Le critère [COP] de la matrice du héros est saturé, du moins tout est fait pour nous en transmettre l’image: la gravité était de mise, l’interaction a eu lieu, elle a été nourrie, incessante, nuit et jour, les pourparlers ont été intenses, fortement procéduralisés, les points de vue se sont rencontrés, ils se sont confrontés, les politiques ont mouillé la chemise à haut niveau, un très grand nombre de pays étaient représentés, une certaine égalité formelle régnait, l’espace de travail avait été conçu pour, horizontal, décentralisé… Bref, l’esprit de négociation et de coopération [COP] a eu sa chance, à quoi le sigle nous préparait, qui mettait fortement l’accent sur le processus: on a bien eu ce qu’on nous annonçait, une “conference of the parties” (COP).
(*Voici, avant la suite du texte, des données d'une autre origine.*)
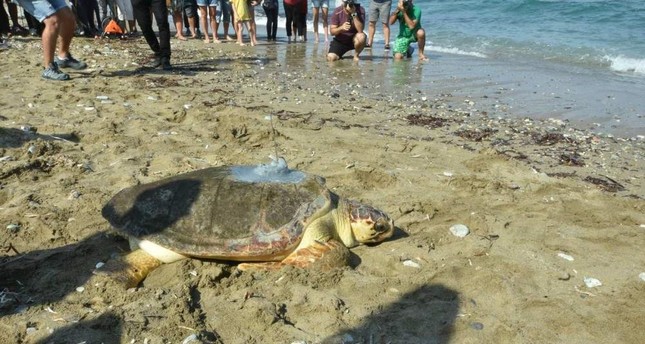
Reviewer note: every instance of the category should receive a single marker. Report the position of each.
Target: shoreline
(530, 191)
Maintenant, la question qui va nourrir les débats des jours et années prochaines est le jugement de l’histoire :
good COP ? or bad COP ?
Pour y répondre, il faudra envisager d’autres critères que la seule procédure de discussion. Il faudra faire tourner les cinq autres critères de la matrice du héros :
[DIV] : les solutions trouvées ont-elles été innovantes ? marquent-elles une rupture avec le business as usual ?
[SUP] : comment se sont soldés les rapports de force ? y a-t-il eu des gagnants et des perdants ? qui ? avec quelles suites ?
[MIS] : l’objectif de deux degrés de hausse est-il tenable ? et gérable dans ses conséquences même s’il est tenu ?
[ROL] : quelle est la part de mise en scène pour les opinions publiques ? de dramaturgie pour les acteurs eux-mêmes ?
[INT] : comment toute la perspective est-elle vécue intérieurement par les “parties” ? celles présentes à la table ? et celles, hors table, absentes, non visibles, discrètes ?
Il nous faudra évaluer les avancées. Voir les insuffisances. Vérifier si la promesse a été tenue, non pas tant sur le sérieux du processus “Conference of the parties”, que sur les engagements et leur mise en oeuvre.
Les médias bruissent déjà de bilans contradictoires.
Courage #4. Le colibri.
En pleine COP21, à Paris, de nuit : une terrasse vide, tous volets fermés, est illuminée.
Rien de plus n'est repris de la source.